American judge (born 1969)

Rhonda K. Wood (born 1969) is an American lawyer who has served as an associate justice of the Arkansas Supreme Court since 2015. She previously served as a judge on the Arkansas Court of Appeals from 2013 to 2014, and as a trial court judge for the Arkansas 20th Judicial Circuit from 2007 to 2012.

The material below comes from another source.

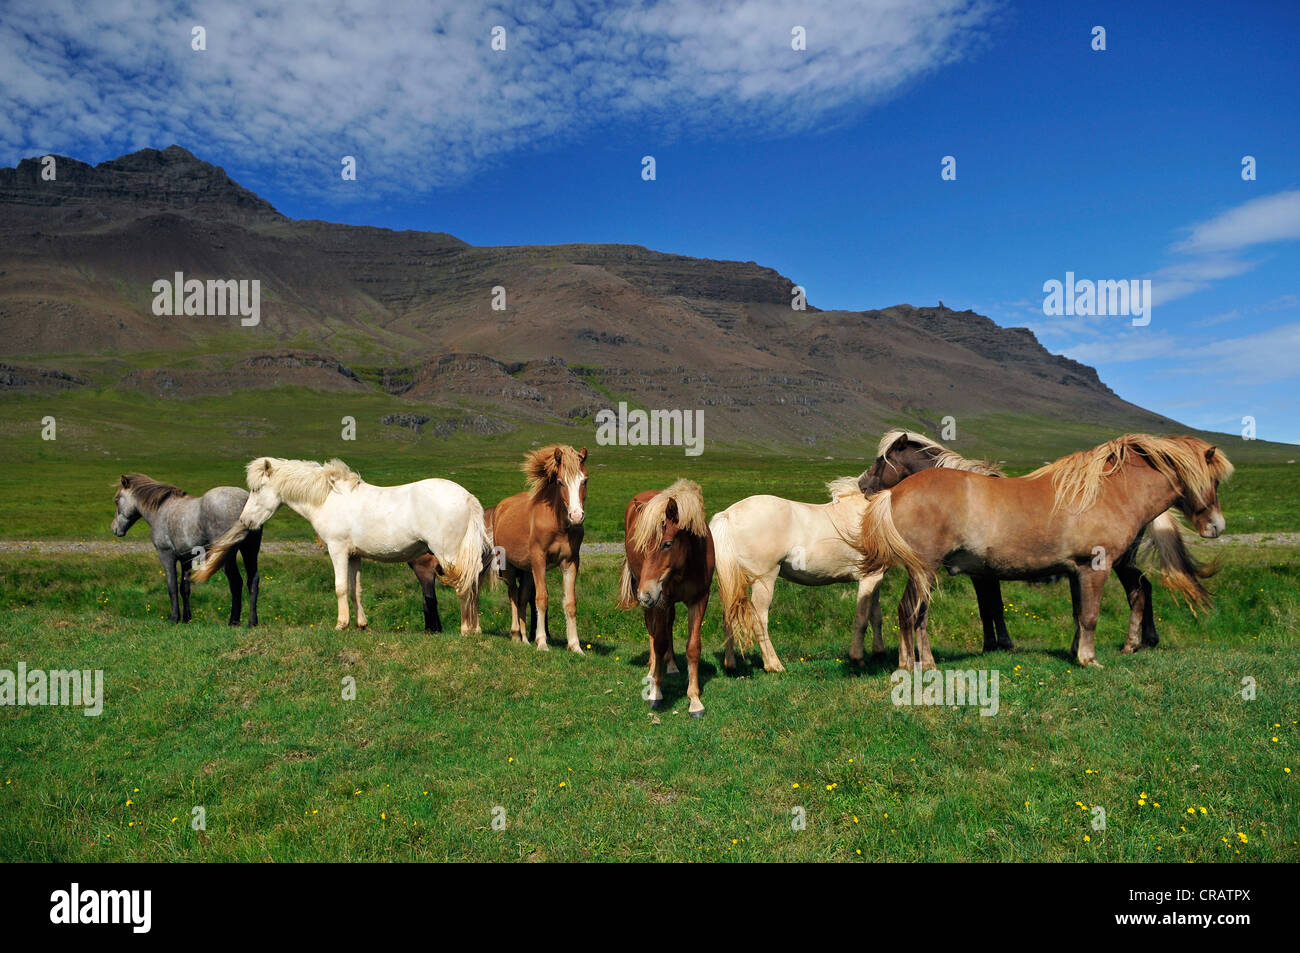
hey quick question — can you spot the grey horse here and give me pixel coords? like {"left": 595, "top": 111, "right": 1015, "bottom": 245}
{"left": 111, "top": 474, "right": 262, "bottom": 625}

==Early life and education==
Wood was born in Iowa in 1969. She moved to Arkansas in 1994 to study at Hendrix College in Conway, where she completed a Bachelor of Arts degree with a major in political science in 1996. She completed a Juris Doctor at the University of Arkansas at Little Rock William H. Bowen School of Law in 1999.

== Career ==
After graduating, Wood started her own law practice in Conway, which was eventually bought out by another law firm, Williams & Anderson of Little Rock. She specialized in appellate law, health law, and business law. Wood also worked as an assistant dean at the Bowen School of Law at UALR from 2002 to 2006.

Since September 2022, Wood has co-hosted the podcast Lady Justice: Women of the Court with former Chief Justice Bridget Mary McCormack of Michigan and Chief Justice Beth Walker of West Virginia to discuss state courts, the law and its real-world implications.

=== Judicial service ===
In 2006, Governor Mike Huckabee appointed Wood as a trial court judge, serving on the Arkansas 20th Judicial Circuit Court, which covers three counties: Faulkner, Searcy, and Van Buren. She was re-elected to a six-year term on this court in 2008.

In 2010, Wood challenged incumbent Josephine L. Hart for a seat on the Arkansas Court of Appeals for district 2. Wood was defeated, receiving 48% of the vote, compared to 52% for Hart. In 2012, Wood ran again for a seat on the Arkansas Court of Appeals, and this time she won, defeating Mitch Cash and winning 63% of the vote.

In 2014, Wood ran for a seat on the Arkansas Supreme Court for position 7, and was elected unopposed. She was reelected again without opposition in November 2022.

In 2024, she unsuccessfully ran for chief justice against fellow justice Karen R. Baker.